World Cup tournaments and European Finals, recently, have not been seen as a great measure of how much progression a country has made in the world of football. Prime example, England’s failure at the World Cup last year and Manchester United’s battering at the hands of Barcelona. Ok this probably excludes Brazil and Germany because they always turn on something special for these kind of events. As far as European Finals are concerned, Greece hardly won the 2004 competition playing attractive and attacking football, it was more like human chess.
A Masterclass Lesson
So what can we measure our progressiveness against? On Saturday 28th May, I settled down with my kids and wife to watch the European Champions League Final between Barcelona and Manchester United. The stage was set, it was in England, Wembley stadium and between two teams who had won their respective leagues, and probably the best two leagues in the world at the moment.
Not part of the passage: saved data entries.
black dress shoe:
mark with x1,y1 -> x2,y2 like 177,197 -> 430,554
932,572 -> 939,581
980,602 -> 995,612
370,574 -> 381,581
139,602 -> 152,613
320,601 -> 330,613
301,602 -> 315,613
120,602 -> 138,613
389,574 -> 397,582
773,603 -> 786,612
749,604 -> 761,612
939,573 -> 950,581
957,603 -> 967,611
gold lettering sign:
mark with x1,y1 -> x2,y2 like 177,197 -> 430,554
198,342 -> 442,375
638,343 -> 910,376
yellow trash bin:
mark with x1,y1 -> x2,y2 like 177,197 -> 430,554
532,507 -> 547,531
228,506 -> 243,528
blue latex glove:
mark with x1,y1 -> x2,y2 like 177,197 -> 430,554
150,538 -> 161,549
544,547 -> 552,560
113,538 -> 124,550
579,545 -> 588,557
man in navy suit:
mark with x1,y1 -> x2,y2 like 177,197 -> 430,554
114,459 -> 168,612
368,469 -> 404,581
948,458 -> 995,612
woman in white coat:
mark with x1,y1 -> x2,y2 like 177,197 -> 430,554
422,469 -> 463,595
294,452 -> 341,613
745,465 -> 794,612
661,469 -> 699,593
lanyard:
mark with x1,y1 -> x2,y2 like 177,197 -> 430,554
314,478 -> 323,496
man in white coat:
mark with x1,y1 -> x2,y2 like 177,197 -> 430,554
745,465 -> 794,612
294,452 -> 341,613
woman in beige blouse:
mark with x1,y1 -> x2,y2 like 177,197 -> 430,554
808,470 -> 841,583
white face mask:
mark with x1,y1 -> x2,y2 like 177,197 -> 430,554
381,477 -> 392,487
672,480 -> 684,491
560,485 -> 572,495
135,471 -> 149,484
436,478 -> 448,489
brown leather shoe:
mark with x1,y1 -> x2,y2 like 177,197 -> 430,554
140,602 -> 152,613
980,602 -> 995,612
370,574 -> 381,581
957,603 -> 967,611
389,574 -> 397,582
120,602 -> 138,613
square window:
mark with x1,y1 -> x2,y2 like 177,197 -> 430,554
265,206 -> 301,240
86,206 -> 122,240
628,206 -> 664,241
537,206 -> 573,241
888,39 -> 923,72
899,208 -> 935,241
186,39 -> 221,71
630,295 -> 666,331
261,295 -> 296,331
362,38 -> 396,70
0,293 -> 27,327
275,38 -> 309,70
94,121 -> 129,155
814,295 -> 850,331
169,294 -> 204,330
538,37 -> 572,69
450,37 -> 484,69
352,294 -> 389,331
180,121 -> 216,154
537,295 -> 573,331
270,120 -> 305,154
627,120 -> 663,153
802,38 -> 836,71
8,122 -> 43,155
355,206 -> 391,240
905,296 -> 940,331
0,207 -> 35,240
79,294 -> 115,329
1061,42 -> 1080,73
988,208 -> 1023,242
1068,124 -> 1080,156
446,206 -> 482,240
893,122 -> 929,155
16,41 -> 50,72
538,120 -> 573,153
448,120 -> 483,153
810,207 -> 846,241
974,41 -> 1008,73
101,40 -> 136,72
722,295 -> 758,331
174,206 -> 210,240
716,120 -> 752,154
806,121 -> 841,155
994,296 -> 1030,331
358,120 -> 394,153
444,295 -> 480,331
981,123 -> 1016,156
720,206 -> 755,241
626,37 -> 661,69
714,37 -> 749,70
I knew what the final outcome would be, a victory for Barcelona, but what I didn’t apprehend was the manner in which they won it. Sitting watching the match, I recalled a line from the film Contact, when Jodie Foster is Witnessing a celestial light show up close:
Some celestial event. No – no words. No words to describe it. Poetry! They should’ve sent a poet. So beautiful. So beautiful… I had no idea.
After the match, I turned to my eldest son and commented on how lucky we were to be in an era where a team like Barcelona play football to a level which no other team in the world will ever be able to match.
Rip up those manuals
Being a mini-soccer coach for my under 8’s team, there’s one thing I realised and that was that the very nature of English football deters players from expressing themselves on the football field. About 6 months ago, my son was asked to trial with a team who currently play in the English Championship. For the first 40 mins of the session, he, along with other kids, was asked to perform some regular drills. At each interval, my son would come up to me and ask when he could just play football. He was right, all he wanted to do was play the game, most of the kids there had natural ability, so why restrict them to robotic drills? I have utilised over 100 drills over the course of last season, however there’s one thing I always do with my kids, setup an adventure course and let them show me the quickest and most effective way to get around it. They enjoy it and love performing some skills and step-overs along the way.
Maximise Natural Talent
I’ve often heard the phrase build a team around that player. Yet we fail to maximise on the natural talent we may have within our teams, often trying to change their game to adapt the rules of our English leagues. It is not often that a collection of quite outstanding and naturally talented players emerge within the sporting arena within a 60 year span, for example, Pele, Cruyff, Maradona and Messi . Most of these talented players came from poor backgrounds but were lucky to be nurtured and allowed to flourish with the freedom they deserved.
Grass Roots Football
There are plenty of qualified coaches out there who know a lot about the game. However, the one thing I have learnt is to let the kids play freely, to build a team where friendship is first, where as characters they learn to appreciate each other, their strengths and weaknesses. To understand that competition and being NO.1 is not the most important factor, but that performing to your best ability is what counts, to help you develop as a player and person. Over my last two seasons as a football coach, I have seen parents shouting from the sidelines, coaches telling kids not to play outside of the “box” and kids coming off at the end of a game with distraught looking faces.
The Winning Formula
If you stop them from enjoying something, then no matter how much potential they have, they will never realise it. We are often telling our eldest not to play football at home, he does, when he has free moments. Then I think, that’s where he learnt to play and develop, in the lounge.